Моя бабушка Ольга, со всем смирившаяся, оболганная, опустившаяся после стольких пережитых ею предательств, закончила жизнь парализованной старухой, а дед ни разу даже не соизволил навестить ее на ложе отчаяния и скорби. А ведь она бросила ради него все: свою страну, свою карьеру, свои мечты, свою честь.
А моя мать — уж она-то носила имя Пикассо, как носят орден, но этот орден стал отличительным знаком высшей степени безумия. Выходя замуж за моего отца, она выходила за Пикассо. В своем ослеплении она не допускала и мысли, что он вовсе не собирался ни принимать ее, ни дарить ей «шикарную» жизнь, которую она заслуживала. Слабенькая, неприметная, лишенная опоры, она только и получила что часть худосочного еженедельного содержания, которое мой дед отстегивал, чтобы держать своего сына и внуков в узде — и в самой позорной бедности.
Как бы я хотела хоть один день прожить без этого прошлого, пройтись без этих костылей.
Четверг. Ноябрь. Мой отец ведет меня за руку. Без единого слова он подводит нас к внезапно вырастающим воротам — они преграждают вход в дом деда. Мой брат Паблито идет следом, руки сложены за спиной. Мне шесть лет, Паблито еще нет и восьми.
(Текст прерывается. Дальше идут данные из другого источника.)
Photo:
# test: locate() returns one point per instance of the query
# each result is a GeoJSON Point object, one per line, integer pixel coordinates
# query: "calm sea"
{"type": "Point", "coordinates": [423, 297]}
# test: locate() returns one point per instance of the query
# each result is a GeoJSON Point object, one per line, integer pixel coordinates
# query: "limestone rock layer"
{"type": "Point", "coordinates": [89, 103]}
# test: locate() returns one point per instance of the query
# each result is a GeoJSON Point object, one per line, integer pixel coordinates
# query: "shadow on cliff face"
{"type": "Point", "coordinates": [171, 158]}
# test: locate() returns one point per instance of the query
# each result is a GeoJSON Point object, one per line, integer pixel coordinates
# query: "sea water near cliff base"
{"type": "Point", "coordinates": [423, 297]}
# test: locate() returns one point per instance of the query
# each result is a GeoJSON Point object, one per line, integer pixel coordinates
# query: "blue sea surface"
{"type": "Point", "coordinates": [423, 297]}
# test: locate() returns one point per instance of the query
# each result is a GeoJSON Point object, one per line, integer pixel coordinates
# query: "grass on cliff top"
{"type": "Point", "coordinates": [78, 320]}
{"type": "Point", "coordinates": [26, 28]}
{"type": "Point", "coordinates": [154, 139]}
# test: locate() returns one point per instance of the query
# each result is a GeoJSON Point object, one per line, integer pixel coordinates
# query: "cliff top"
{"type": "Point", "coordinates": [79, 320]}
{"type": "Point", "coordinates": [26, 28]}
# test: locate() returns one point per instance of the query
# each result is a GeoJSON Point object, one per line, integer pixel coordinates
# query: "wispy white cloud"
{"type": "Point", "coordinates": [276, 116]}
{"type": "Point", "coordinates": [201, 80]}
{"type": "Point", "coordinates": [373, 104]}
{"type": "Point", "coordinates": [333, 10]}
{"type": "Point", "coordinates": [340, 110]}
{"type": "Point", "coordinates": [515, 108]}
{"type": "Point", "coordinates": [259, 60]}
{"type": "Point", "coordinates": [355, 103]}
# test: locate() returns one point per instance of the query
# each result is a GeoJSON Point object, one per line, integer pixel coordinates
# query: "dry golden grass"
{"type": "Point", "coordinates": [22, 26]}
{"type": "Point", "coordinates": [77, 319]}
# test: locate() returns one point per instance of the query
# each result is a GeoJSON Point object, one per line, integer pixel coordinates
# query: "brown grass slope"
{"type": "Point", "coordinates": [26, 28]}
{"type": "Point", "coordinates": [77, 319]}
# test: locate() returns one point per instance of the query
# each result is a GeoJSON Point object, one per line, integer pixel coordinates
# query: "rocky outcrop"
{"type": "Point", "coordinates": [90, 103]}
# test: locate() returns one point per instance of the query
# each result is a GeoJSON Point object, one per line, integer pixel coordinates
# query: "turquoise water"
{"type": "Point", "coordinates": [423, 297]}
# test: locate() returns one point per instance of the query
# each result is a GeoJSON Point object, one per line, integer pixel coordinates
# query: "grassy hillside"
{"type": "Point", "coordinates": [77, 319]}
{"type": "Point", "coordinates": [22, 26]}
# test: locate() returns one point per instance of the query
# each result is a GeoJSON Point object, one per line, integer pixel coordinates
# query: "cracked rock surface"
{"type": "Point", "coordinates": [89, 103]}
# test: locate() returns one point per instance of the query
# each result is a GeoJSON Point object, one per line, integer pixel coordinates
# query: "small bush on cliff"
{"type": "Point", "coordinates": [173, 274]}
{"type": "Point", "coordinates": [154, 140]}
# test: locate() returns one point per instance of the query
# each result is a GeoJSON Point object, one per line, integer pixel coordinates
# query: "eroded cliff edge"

Мой отец звонит у решетки. Мне, как всегда, страшно. Шум шагов, ключ поворачивается в замке, и в приоткрывающейся створке решетки появляется лицо привратника виллы «Калифорния», старика итальянца, устраивающего хозяев возрастом и услужливостью. Смерив нас взглядом, он говорит отцу:
— Мсье Поль, вам назначено на этот час?
— Да, — едва бормочет отец.
Он выпускает мою руку, чтобы я не почувствовала, как взмокла его ладонь.
— Хорошо, — говорит старик привратник, — сейчас я узнаю, может ли маэстро вас принять.
Ворота закрываются за ним. Льет дождь. В воздухе разлит запах эвкалиптов, их кора словно бы в лохмотьях, они окаймляют тропинку, на которой мы должны ждать, чего пожелает маэстро.
Как в прошлую субботу. И в тот четверг, что был перед ней.
Вдали слышен собачий лай. Это, наверное, Люмп, такса моего деда. Он меня очень любит. Позволяет ласкать себя.
Ожидание затягивается. Паблито подошел и прижался ко мне, чтобы согреть меня и самому не чувствовать себя таким брошенным. Отец докурил сигарету. Потушив ее, он закуривает другую. У него желтые от никотина пальцы.
— Вы бы лучше подождали в машине, — говорит он шепотом, будто боится, что кто-то услышит.
— Нет, — откликаемся мы хором. — Мы останемся с тобой.
Наши волосы слиплись под дождем. Мы чувствуем себя виноватыми.
И снова ключ в замке и старик итальянец со сморщенным лицом. Он опускает глаза и упавшим голосом бросает, точно заученный урок:
— Маэстро не может сегодня вас принять. Мадам Жаклин просила передать вам, что он работает.